Lars Windhorst, 19-year-old founder of a trading company spanning the globe, was described by Mr Kohl earlier this year as the kind of teenager Germany needs: "Eighteen-and nineteen-year-olds who don't count on their pensions, but follow their dreams, take risks and go out into the world."

Mr Windhorst has certainly done that, setting up offices in the Far East, competing with the Asian Tigers in their own jungle. He has taken risks, too, and, it seems, some liberties. According to reports in the German press, Mr Windhorst's DM300m (pounds 131m) empire may be no more than a Potemkin village, constructed out of flimsy balance sheets that have masked the true value of his holdings.

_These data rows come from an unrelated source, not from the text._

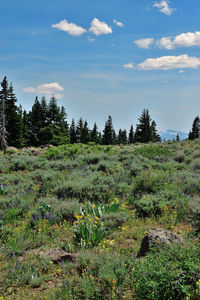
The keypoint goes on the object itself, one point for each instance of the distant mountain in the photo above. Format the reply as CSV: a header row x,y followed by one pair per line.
x,y
171,134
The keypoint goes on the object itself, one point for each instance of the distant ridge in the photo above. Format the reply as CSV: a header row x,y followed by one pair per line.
x,y
171,134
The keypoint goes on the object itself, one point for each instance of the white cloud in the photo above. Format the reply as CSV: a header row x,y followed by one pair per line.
x,y
170,62
71,28
129,66
144,43
90,39
46,89
163,7
97,27
120,24
187,39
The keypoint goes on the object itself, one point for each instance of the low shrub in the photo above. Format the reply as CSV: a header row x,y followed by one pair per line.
x,y
170,274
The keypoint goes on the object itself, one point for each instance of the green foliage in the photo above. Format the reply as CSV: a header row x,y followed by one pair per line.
x,y
170,274
89,228
40,194
148,182
156,152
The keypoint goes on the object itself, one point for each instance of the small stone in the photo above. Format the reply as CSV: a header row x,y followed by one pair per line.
x,y
58,255
158,238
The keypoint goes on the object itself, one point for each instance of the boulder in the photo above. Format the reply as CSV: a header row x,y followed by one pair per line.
x,y
11,150
158,238
58,255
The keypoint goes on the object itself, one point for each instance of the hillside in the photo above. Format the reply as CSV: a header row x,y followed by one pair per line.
x,y
73,217
170,135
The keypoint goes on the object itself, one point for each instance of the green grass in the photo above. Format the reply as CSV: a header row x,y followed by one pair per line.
x,y
99,202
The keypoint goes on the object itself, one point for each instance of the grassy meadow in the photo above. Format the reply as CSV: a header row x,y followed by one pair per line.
x,y
98,202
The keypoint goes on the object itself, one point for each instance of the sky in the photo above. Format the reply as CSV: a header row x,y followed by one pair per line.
x,y
108,57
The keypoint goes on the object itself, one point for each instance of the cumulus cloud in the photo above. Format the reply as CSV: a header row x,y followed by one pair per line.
x,y
46,89
187,39
129,66
71,28
170,62
144,43
97,27
90,39
163,7
120,24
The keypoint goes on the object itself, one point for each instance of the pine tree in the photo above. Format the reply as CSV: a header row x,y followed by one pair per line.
x,y
35,122
44,112
85,134
195,133
146,130
124,137
3,131
53,111
79,130
72,132
14,124
108,133
119,138
155,136
26,130
131,135
94,134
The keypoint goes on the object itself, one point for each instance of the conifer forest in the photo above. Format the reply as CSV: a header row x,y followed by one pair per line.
x,y
94,215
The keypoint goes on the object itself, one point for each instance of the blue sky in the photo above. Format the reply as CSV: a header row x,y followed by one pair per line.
x,y
105,57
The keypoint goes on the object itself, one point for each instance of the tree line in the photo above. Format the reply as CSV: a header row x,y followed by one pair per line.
x,y
46,123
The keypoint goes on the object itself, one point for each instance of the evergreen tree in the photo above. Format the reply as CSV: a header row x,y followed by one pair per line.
x,y
72,132
3,131
146,130
44,112
85,134
79,130
108,132
14,124
124,137
53,111
155,136
119,138
26,130
94,136
35,123
195,133
131,135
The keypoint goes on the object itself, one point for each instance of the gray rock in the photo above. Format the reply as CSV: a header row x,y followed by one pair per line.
x,y
158,238
58,255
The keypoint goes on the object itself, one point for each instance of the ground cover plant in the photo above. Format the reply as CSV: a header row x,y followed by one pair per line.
x,y
97,203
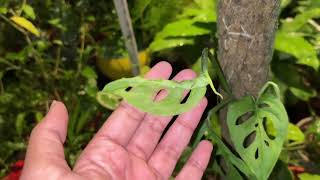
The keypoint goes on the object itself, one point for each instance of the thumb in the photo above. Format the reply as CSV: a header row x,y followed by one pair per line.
x,y
45,154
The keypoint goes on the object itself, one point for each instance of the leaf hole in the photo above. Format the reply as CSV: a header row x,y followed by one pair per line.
x,y
263,105
128,89
160,95
221,163
269,128
249,139
243,118
256,155
184,100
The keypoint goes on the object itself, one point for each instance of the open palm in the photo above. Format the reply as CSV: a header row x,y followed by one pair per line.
x,y
126,147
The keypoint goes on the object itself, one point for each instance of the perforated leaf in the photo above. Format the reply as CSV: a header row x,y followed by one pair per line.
x,y
140,93
143,92
247,118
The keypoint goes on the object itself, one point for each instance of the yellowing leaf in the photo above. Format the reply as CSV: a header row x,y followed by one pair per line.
x,y
22,22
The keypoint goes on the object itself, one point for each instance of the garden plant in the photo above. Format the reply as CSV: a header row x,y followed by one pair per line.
x,y
257,63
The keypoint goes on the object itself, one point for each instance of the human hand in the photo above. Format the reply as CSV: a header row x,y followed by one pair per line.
x,y
126,147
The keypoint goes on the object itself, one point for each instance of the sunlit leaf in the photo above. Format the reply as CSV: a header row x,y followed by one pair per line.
x,y
3,10
161,44
28,10
294,132
230,159
140,93
181,28
26,24
298,47
246,119
139,8
307,176
303,94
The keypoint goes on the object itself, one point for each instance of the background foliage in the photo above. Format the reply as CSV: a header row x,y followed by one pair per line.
x,y
61,62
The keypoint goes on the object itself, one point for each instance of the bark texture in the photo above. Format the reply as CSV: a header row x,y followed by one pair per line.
x,y
246,30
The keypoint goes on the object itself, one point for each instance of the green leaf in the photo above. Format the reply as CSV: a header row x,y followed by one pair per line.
x,y
28,10
229,157
206,4
139,8
182,28
20,123
140,92
298,47
3,10
294,132
307,176
300,20
285,3
303,94
143,91
161,44
246,119
26,24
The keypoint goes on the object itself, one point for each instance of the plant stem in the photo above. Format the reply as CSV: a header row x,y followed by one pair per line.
x,y
38,58
128,34
12,66
58,59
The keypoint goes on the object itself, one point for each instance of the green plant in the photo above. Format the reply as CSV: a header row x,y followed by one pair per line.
x,y
258,154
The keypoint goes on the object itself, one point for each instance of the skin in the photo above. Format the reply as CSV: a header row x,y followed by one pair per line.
x,y
127,145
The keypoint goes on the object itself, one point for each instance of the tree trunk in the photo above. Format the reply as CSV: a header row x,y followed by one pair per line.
x,y
246,30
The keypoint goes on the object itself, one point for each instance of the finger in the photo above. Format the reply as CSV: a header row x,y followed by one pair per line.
x,y
45,147
197,163
149,132
124,121
115,132
168,151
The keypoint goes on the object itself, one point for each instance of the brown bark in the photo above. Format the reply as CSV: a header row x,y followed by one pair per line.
x,y
246,30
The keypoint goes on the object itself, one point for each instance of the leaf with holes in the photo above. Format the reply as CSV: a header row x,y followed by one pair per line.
x,y
247,118
140,92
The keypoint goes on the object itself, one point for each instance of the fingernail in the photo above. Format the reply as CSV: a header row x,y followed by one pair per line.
x,y
54,102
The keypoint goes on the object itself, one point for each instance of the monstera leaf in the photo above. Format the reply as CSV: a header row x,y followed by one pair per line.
x,y
247,119
140,92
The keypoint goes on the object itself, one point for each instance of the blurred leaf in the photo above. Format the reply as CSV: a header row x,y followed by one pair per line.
x,y
307,176
139,8
281,172
3,10
206,4
20,123
300,20
28,10
229,157
246,118
295,134
298,47
182,28
285,3
25,24
57,23
303,94
58,42
161,44
89,73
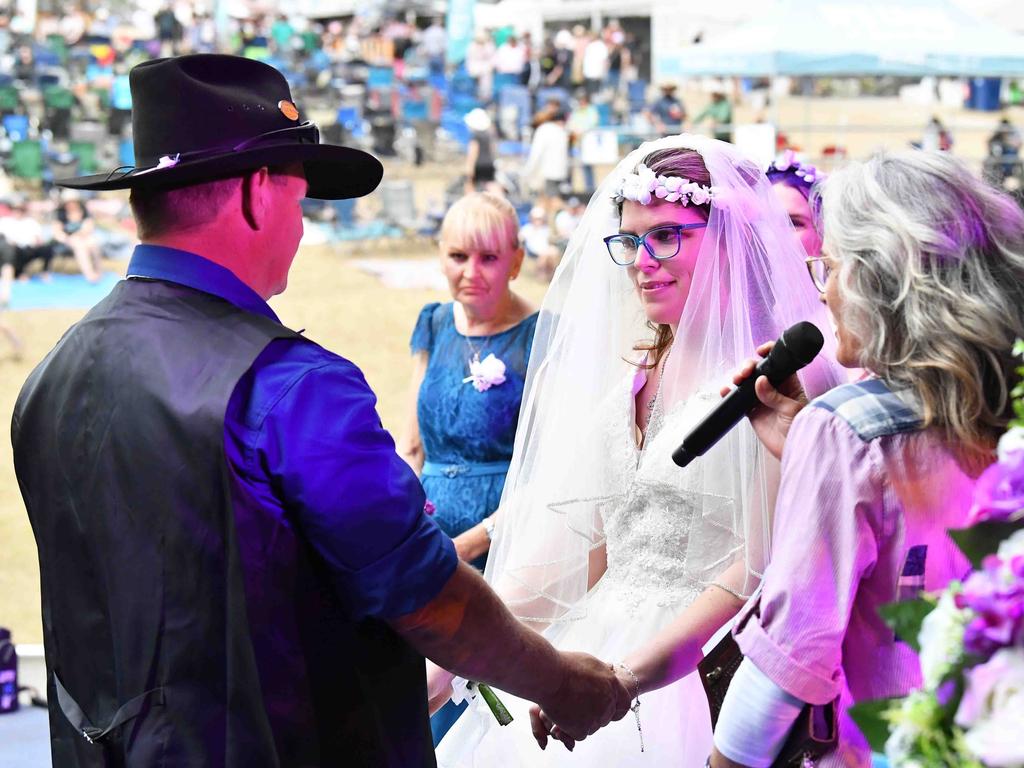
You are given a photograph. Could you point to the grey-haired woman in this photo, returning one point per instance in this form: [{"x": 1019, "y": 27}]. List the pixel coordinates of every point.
[{"x": 925, "y": 279}]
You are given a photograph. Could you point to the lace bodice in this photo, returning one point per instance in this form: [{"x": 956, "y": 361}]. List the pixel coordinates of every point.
[{"x": 647, "y": 527}]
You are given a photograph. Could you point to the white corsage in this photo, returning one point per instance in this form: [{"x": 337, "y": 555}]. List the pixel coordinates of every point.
[
  {"x": 485, "y": 374},
  {"x": 481, "y": 699},
  {"x": 644, "y": 185}
]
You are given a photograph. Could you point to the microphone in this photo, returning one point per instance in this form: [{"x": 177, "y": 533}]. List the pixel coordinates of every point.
[{"x": 796, "y": 347}]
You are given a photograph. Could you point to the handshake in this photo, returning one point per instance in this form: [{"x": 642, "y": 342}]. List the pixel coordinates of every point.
[{"x": 589, "y": 694}]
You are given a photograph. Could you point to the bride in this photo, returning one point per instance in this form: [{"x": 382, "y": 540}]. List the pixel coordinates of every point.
[{"x": 601, "y": 541}]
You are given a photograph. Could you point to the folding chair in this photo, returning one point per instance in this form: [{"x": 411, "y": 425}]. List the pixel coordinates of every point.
[{"x": 27, "y": 160}]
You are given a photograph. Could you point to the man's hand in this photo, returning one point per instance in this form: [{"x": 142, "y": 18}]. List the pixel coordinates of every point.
[
  {"x": 772, "y": 419},
  {"x": 438, "y": 686},
  {"x": 591, "y": 695}
]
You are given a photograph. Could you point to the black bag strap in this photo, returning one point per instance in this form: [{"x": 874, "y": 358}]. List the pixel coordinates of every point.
[{"x": 126, "y": 712}]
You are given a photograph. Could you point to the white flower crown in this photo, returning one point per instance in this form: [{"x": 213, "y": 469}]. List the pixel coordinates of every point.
[{"x": 644, "y": 185}]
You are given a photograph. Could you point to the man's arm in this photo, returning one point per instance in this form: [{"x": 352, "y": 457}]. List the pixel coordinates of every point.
[{"x": 468, "y": 630}]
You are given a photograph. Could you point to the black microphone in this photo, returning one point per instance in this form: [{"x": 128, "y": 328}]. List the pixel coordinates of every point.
[{"x": 796, "y": 347}]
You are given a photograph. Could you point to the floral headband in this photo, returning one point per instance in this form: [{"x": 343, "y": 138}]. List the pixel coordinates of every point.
[
  {"x": 645, "y": 185},
  {"x": 788, "y": 164}
]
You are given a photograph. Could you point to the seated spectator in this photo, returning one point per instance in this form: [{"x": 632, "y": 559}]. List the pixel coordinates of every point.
[
  {"x": 668, "y": 113},
  {"x": 536, "y": 235},
  {"x": 77, "y": 231},
  {"x": 26, "y": 241}
]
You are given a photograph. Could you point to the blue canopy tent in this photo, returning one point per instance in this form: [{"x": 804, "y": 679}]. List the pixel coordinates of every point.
[{"x": 910, "y": 38}]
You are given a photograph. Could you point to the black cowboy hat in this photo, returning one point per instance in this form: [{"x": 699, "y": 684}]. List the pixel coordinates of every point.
[{"x": 210, "y": 116}]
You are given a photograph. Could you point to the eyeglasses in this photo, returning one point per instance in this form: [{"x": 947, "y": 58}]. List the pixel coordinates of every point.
[
  {"x": 662, "y": 243},
  {"x": 819, "y": 270}
]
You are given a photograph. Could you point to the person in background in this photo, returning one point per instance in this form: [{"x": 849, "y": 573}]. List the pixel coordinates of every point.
[
  {"x": 480, "y": 65},
  {"x": 479, "y": 152},
  {"x": 282, "y": 33},
  {"x": 6, "y": 279},
  {"x": 561, "y": 74},
  {"x": 535, "y": 236},
  {"x": 433, "y": 43},
  {"x": 584, "y": 118},
  {"x": 25, "y": 235},
  {"x": 76, "y": 230},
  {"x": 530, "y": 75},
  {"x": 719, "y": 112},
  {"x": 470, "y": 356},
  {"x": 668, "y": 113},
  {"x": 249, "y": 557},
  {"x": 581, "y": 37},
  {"x": 875, "y": 472},
  {"x": 1004, "y": 160},
  {"x": 793, "y": 182},
  {"x": 510, "y": 60},
  {"x": 595, "y": 65},
  {"x": 936, "y": 137},
  {"x": 169, "y": 30},
  {"x": 547, "y": 167}
]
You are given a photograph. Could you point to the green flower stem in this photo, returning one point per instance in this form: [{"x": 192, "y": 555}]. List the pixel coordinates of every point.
[{"x": 495, "y": 705}]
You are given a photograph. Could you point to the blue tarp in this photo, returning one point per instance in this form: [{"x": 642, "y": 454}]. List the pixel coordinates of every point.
[{"x": 910, "y": 38}]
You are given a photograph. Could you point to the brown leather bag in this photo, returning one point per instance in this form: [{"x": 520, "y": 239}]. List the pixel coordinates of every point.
[{"x": 815, "y": 731}]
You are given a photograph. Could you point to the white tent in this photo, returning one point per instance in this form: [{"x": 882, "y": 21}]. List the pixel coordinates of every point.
[{"x": 857, "y": 37}]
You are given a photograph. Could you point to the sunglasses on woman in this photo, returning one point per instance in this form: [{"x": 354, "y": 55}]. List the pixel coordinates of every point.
[
  {"x": 662, "y": 243},
  {"x": 819, "y": 270}
]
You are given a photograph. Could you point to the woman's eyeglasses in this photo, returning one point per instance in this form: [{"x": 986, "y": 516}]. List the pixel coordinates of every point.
[
  {"x": 662, "y": 243},
  {"x": 819, "y": 270}
]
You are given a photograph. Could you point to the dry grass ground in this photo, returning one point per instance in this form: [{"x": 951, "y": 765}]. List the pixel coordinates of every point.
[{"x": 357, "y": 316}]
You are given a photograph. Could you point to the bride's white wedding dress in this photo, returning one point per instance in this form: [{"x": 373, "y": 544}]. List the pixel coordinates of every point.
[{"x": 644, "y": 588}]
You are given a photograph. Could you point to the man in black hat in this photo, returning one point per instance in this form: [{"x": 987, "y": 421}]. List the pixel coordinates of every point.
[{"x": 236, "y": 565}]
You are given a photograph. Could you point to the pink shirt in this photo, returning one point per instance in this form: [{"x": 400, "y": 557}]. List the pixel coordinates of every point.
[{"x": 859, "y": 522}]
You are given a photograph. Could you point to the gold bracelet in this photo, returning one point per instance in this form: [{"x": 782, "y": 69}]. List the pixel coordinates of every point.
[{"x": 636, "y": 704}]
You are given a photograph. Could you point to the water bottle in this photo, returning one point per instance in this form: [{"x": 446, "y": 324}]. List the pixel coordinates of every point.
[{"x": 8, "y": 673}]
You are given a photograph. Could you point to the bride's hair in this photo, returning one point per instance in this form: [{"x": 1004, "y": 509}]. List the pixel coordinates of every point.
[{"x": 689, "y": 165}]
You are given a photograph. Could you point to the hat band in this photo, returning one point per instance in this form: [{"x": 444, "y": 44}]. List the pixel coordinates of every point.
[{"x": 306, "y": 133}]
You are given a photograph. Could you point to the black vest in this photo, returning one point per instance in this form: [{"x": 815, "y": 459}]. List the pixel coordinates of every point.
[{"x": 206, "y": 636}]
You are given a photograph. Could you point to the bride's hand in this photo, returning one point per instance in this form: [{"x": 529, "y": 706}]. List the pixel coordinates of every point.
[
  {"x": 772, "y": 419},
  {"x": 438, "y": 686}
]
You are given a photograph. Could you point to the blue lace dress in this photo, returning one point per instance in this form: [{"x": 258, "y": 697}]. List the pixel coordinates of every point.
[{"x": 467, "y": 435}]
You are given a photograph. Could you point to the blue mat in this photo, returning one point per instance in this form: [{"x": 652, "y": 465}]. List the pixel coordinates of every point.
[{"x": 62, "y": 292}]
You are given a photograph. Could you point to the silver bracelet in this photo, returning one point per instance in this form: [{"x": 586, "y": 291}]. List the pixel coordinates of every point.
[
  {"x": 730, "y": 591},
  {"x": 636, "y": 702}
]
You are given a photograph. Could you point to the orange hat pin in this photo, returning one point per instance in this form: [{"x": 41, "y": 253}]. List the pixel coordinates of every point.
[{"x": 288, "y": 110}]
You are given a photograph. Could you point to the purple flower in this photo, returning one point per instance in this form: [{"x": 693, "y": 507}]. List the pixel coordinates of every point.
[
  {"x": 995, "y": 598},
  {"x": 999, "y": 493}
]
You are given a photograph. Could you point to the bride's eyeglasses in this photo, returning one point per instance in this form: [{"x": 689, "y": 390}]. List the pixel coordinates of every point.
[
  {"x": 662, "y": 243},
  {"x": 819, "y": 269}
]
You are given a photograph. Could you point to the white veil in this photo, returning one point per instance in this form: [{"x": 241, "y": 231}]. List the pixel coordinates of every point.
[{"x": 750, "y": 284}]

Mr Windhorst, under investigation for his accounting practices, denies he is experiencing cash-flow problems. Failure to settle the phone bill of his Hong Kong office was an oversight, he says; the dishonoured cheques the result of a mix-up. But Stern magazine, which carries the photograph of a bank statement revealing the lamentable finances of the Far East subsidiary, reports that the account has been dipping into the red since March. "Has the Windhorst bubble burst?" the German press wonders, and has Mr Windhorst been entirely truthful about his company's finances? One thing appears certain: the 55-storey Windhorst Tower, to be erected in Ho Chi Minh City, has not yet received planning permission from the Vietnamese authorities - a fact Mr Windhorst omitted to mention when he touted the project in Bonn in January.

Whether Mr Windhorst is an innocent victim of the deteriorating terms of trade or, as the German press suggests, a hype-merchant finally exposed, the controversy is highly embarrassing to Mr Kohl. Mr Windhorst was the star of a trade delegation that accompanied the Chancellor on his Far East tour last November. He was the young man everybody wanted to meet: a living proof of the spirit of free enterprise nurtured by the conservative government.

Mr Windhorst had the sort of CV budding tycoons could only dream of. The son of a shop-keeper, at the age of 10 Lars was reading the business daily Handelsblatt. He launched his career in high finance by investing his pocket money into shares. By the age of 14 he was building computers and writing software in his father's garage in the north German town of Rahden. A year later he flew to China to buy cheap computer components which were then assembled by his schoolmates and sold in his father's stationery shop. At 16 the boy dropped out of school and went into business with a Chinese entrepreneur based in Germany.

In the past three years the cottage industry has mushroomed into a world- wide concern, with offices in Wall Street and Hong Kong, interests in property, computers, advertising and business consultancy, and an estimated annual turnover of DM300m. He had become, in the words of a Hong Kong fan, a "one-man economic miracle".

Or maybe not. If the Windhorst empire collapses, many Germans will draw the depressing conclusion that economic miracles no longer happen in their country, and Mr Kohl might have to start advising young people to stay put and keep paying those pension contributions.